【松本真由美の環境・エネルギーDiary】低炭素社会に貢献! 宮崎大の現場 (2/4ページ)

宮崎大木花キャンパス内のエタノール製造プラント=宮崎市
宮崎大木花キャンパス内のエタノール製造プラント=宮崎市【拡大】

  • エタノールを抽出するための蒸留装置
  • 宮崎大木花キャンパス内のエタノール製造プラント=宮崎市
  • 水素製造装置

 さらに、CPVと水電解装置の電気的接続法を改良してエネルギー損失を抑え、2015年8月、太陽光エネルギーの24.4%を水素エネルギーに変換することに成功しました。このエネルギー変換効率は、世界最高記録です。
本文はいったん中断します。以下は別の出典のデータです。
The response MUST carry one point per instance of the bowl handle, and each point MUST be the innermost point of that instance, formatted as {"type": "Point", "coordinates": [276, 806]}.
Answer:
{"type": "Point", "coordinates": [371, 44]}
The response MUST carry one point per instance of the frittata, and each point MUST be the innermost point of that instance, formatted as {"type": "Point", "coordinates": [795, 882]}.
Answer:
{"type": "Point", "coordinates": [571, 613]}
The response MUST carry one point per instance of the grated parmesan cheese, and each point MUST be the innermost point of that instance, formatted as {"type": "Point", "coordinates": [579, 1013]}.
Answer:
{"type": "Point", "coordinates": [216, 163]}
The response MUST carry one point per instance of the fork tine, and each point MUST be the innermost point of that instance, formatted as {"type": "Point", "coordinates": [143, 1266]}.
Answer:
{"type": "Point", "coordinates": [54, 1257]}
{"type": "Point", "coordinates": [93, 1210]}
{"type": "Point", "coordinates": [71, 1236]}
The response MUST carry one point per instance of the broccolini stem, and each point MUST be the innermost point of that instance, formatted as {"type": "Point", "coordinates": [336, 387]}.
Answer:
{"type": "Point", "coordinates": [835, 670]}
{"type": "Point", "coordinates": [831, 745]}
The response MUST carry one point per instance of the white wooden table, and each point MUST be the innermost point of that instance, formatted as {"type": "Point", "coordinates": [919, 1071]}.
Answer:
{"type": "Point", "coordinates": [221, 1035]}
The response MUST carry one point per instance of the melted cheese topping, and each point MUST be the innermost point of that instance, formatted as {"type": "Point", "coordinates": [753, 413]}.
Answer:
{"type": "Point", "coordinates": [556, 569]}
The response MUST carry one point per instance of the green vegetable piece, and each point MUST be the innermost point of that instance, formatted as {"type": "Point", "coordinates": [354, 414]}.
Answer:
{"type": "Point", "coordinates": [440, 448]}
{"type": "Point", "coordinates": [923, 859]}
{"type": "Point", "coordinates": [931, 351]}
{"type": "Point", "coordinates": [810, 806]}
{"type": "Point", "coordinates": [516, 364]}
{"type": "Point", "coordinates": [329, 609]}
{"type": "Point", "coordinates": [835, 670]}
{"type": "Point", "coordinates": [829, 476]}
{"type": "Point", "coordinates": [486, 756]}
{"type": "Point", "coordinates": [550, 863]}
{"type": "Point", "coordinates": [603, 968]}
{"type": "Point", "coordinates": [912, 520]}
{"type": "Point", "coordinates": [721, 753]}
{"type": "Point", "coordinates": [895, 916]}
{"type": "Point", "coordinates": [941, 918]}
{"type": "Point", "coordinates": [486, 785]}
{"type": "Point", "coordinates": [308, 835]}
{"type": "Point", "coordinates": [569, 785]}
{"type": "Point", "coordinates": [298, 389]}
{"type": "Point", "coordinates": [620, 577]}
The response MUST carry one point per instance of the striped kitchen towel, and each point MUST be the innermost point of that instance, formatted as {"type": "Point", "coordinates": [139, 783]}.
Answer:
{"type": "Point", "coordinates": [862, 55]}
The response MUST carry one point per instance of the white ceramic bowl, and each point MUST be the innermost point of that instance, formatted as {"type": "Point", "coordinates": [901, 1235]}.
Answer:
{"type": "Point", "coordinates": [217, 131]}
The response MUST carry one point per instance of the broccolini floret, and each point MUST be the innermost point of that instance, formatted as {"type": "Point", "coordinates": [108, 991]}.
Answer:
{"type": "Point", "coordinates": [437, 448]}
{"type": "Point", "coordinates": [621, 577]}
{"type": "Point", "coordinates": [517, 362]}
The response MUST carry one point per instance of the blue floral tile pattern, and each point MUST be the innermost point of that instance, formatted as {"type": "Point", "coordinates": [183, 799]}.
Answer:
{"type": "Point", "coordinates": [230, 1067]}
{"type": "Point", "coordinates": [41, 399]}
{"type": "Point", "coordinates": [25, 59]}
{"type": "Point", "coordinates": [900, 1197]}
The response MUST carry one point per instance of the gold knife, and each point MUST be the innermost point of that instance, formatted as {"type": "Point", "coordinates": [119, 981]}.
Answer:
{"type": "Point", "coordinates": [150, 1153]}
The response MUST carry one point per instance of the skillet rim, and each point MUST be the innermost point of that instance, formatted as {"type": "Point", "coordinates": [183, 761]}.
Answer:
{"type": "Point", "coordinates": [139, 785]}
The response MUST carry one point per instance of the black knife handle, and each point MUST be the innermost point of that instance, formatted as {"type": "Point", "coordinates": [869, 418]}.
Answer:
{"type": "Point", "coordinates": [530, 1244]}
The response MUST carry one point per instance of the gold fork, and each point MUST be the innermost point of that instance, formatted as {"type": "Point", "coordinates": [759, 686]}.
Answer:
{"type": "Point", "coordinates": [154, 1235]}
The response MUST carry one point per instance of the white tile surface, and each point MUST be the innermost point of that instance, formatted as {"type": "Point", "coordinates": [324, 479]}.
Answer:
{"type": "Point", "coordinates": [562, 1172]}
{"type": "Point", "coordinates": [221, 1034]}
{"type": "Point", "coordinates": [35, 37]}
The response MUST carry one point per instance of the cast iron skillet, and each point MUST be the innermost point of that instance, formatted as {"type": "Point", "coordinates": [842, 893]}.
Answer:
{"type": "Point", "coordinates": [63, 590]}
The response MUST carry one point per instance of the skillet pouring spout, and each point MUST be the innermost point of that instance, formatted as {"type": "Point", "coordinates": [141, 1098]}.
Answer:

「CO2フリー水素供給システムは、地球温暖化対策として期待されていますが、水素への変換効率が課題でした。実証でCPVから効率よく水素を製造する技術が確立できましたので、実用化はそう遠くないと思っています」(宮崎大の西岡教授)

 焼酎廃液からバイオ燃料

 宮崎大では、不動産事業などを行っているあなぶきグループ(本社・高松市)と共同で、焼酎廃液からバイオ燃料を製造する研究開発も行っています。宮崎県は3年連続で焼酎出荷日本一になっており、焼酎人気が高まるにつれて、製造工程で発生する焼酎廃液(焼酎かす)も増加し、処理に困っているという実情があります。

 そこで、宮崎大工学部環境応用化学科の塩盛弘一郎教授の研究室を訪ねました。この研究のきっかけをつくったのは、同社イノベーション戦略本部焼酎廃液事業準備室の池田勇人氏でした。

 「焼酎の製造工程で出る廃棄物の処理コストは1トン当たり6000~1万円です。近年は、再生可能エネルギーの固定価格買い取り制度を利用したバイオガス発電が注目され、焼酎メーカーの霧島酒造(本社・宮崎県都城市)が工場内にリサイクルプラントを建設し、焼酎廃液から生成したバイオガスをボイラー用燃料や発電に利用しています。ただ多くの中小メーカーはこうした設備投資ができず、廃液処理コストが収益圧迫の要因になっています」(池田氏)

 そこで「焼酎廃液から高効率にエタノールを抽出する技術を確立できないかと、6年前に塩盛教授を訪ねました」(同)という。